I got back to the reception, an area I still know so well, and called a cab. I got home relatively easily and put myself to bed. I slept for about 3 or 4 hours later and got up to see how I was feeling. I wasn’t doing bad. I spent the rest of the afternoon/evening laying on the couch, propped up on one side, watching television with Alexandra. I can’t possibly imagine how she could be watching this movie (
Bratz) for a third time. But I was still pretty groggy so it didn’t really matter.
I was able to eat dinner without any problems and I was actually hungry. I rented a relatively silly tax-shelter movie (
Flight of the Phoenix) on the Apple TV and then off to bed.
The bandages are pretty cool as I can shower with them and I can take them off myself in 8 days. My calculations put Christmas Day as the day I take the bandages off. The stitches are self-dissolving and should disappear by themselves. He said if there are any left after 2 weeks I can pull them out myself with a tweezer.
My whole upper right side is sore and hurts. But I just keep saying to myself this I nothing in comparison to what I’ve been through and pain is relative. This ain’t even a 4 on a scale of 1 to 10. I keep telling myself: “I’ve been through chemo. I know what 10 feels like”.

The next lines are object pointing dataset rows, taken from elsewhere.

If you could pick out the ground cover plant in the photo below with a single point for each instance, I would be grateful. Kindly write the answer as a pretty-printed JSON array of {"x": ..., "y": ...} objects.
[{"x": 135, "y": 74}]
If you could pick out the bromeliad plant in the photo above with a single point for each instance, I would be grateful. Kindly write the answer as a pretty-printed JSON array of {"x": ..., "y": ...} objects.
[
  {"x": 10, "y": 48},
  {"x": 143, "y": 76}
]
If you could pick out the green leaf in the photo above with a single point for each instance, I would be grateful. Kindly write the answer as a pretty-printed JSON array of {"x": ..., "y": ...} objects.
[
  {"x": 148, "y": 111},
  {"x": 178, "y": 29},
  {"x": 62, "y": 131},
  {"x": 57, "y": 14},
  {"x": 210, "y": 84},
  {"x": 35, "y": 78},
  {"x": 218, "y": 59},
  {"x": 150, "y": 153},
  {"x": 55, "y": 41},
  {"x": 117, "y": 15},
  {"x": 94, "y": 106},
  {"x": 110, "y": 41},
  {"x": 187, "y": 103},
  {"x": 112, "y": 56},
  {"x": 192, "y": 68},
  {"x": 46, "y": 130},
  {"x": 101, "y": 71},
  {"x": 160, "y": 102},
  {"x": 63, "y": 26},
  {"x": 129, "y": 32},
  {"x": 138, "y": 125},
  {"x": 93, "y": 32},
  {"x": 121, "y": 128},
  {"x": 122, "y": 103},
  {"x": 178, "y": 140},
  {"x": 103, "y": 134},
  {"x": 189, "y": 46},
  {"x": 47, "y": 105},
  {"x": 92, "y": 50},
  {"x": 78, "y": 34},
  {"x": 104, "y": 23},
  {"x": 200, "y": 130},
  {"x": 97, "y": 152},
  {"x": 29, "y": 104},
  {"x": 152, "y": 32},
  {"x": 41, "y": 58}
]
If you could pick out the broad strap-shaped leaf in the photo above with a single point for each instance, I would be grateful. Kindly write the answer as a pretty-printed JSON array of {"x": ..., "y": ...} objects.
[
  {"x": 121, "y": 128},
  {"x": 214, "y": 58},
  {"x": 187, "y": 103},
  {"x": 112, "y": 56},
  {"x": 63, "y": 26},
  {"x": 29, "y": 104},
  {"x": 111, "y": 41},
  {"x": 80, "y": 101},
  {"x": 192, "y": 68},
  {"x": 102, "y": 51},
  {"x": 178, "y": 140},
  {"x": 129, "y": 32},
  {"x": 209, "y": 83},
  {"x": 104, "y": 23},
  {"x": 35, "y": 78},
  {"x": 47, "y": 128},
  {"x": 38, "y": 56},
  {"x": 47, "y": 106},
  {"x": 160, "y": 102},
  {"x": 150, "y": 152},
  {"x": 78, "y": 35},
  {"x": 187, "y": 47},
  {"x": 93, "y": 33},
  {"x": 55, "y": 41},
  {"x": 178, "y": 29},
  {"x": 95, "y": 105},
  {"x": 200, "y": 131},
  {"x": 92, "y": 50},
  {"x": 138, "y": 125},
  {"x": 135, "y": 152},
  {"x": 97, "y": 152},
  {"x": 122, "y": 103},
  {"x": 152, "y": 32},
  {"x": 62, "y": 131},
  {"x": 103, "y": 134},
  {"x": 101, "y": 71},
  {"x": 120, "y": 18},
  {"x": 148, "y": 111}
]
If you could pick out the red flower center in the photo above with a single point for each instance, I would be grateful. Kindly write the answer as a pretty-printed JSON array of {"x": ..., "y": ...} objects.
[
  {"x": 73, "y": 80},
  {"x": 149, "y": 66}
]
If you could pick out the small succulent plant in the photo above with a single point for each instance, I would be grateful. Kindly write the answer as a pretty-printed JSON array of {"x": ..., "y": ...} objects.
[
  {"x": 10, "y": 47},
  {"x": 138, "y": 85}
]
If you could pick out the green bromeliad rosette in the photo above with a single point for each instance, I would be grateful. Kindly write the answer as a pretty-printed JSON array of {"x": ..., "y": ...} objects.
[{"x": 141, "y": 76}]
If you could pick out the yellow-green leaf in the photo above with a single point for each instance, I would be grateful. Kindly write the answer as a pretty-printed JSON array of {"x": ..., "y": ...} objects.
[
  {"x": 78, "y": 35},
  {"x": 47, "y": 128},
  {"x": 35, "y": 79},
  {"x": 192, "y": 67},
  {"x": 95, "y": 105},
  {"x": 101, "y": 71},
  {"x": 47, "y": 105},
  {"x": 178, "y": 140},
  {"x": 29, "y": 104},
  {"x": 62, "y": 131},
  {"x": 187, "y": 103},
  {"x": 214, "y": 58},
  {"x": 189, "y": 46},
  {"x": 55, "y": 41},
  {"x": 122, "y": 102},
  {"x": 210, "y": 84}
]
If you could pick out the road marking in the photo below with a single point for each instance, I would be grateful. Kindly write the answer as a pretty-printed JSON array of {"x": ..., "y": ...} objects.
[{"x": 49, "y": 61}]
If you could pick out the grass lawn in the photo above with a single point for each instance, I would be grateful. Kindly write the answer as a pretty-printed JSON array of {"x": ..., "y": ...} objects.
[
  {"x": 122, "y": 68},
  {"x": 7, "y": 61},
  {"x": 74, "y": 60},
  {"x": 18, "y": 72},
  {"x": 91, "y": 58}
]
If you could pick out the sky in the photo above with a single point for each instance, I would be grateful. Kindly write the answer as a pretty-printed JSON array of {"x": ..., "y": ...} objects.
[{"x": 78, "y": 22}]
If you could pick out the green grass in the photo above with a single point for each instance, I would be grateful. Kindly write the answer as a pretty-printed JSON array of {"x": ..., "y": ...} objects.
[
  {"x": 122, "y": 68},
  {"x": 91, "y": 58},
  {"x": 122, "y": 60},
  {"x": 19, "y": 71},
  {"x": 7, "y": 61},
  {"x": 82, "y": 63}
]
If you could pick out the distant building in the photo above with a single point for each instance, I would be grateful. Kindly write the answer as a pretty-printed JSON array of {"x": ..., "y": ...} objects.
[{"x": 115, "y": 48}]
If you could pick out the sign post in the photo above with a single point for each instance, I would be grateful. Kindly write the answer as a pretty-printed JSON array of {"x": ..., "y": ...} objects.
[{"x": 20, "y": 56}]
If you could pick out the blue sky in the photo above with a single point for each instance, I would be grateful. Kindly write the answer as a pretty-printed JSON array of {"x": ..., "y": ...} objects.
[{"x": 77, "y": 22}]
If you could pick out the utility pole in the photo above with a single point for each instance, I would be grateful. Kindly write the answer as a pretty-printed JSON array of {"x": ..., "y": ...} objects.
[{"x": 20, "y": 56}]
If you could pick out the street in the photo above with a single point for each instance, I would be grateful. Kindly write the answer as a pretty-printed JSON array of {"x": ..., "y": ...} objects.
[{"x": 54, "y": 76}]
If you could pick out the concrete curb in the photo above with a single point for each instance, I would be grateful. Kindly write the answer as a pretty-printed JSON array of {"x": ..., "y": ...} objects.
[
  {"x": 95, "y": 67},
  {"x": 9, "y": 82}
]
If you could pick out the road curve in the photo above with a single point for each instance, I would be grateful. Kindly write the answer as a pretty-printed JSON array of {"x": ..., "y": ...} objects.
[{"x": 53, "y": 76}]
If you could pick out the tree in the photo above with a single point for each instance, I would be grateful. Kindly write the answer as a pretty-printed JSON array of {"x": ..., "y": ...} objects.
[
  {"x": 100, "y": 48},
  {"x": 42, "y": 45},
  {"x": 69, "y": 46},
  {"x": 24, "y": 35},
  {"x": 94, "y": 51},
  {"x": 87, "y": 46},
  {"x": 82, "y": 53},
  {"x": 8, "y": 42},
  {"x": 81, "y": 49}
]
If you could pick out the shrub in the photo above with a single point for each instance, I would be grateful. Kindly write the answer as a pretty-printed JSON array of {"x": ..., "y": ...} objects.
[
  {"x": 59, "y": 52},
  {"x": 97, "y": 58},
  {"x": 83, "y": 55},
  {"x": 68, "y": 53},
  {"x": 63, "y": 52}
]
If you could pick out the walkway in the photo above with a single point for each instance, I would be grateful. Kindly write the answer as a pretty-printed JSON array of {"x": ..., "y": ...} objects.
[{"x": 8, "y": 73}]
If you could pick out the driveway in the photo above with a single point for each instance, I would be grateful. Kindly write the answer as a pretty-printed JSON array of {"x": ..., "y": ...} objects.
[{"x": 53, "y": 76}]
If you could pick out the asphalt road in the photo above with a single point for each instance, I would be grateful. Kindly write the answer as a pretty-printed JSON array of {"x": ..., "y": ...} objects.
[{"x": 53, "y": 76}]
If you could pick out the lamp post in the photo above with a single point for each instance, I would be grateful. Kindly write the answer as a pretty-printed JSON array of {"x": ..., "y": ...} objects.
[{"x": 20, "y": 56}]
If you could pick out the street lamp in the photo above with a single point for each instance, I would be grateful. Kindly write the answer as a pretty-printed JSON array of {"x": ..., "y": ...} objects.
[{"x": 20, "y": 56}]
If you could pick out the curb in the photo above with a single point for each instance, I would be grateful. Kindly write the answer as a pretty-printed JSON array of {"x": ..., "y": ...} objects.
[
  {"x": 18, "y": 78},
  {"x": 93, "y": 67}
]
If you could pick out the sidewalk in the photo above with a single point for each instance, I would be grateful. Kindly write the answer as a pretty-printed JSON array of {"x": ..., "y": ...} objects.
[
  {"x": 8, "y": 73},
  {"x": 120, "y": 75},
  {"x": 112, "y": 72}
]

For once a medical procedure was actually easier and less painful than I had expected. If only they could all be like this!
I will soon be getting used to the fact that I no longer have anything implanted in my chest. Yet another lingering factor of cancer has been removed. Time for me to move on and live my life without cancer. I will probably forget all over again. But it’s wonderful that I can forget!
PS: It's my mom's 69th birthday today. How many men my age have a mom who's got a
video on You Tube? Check it out. She makes me proud every day.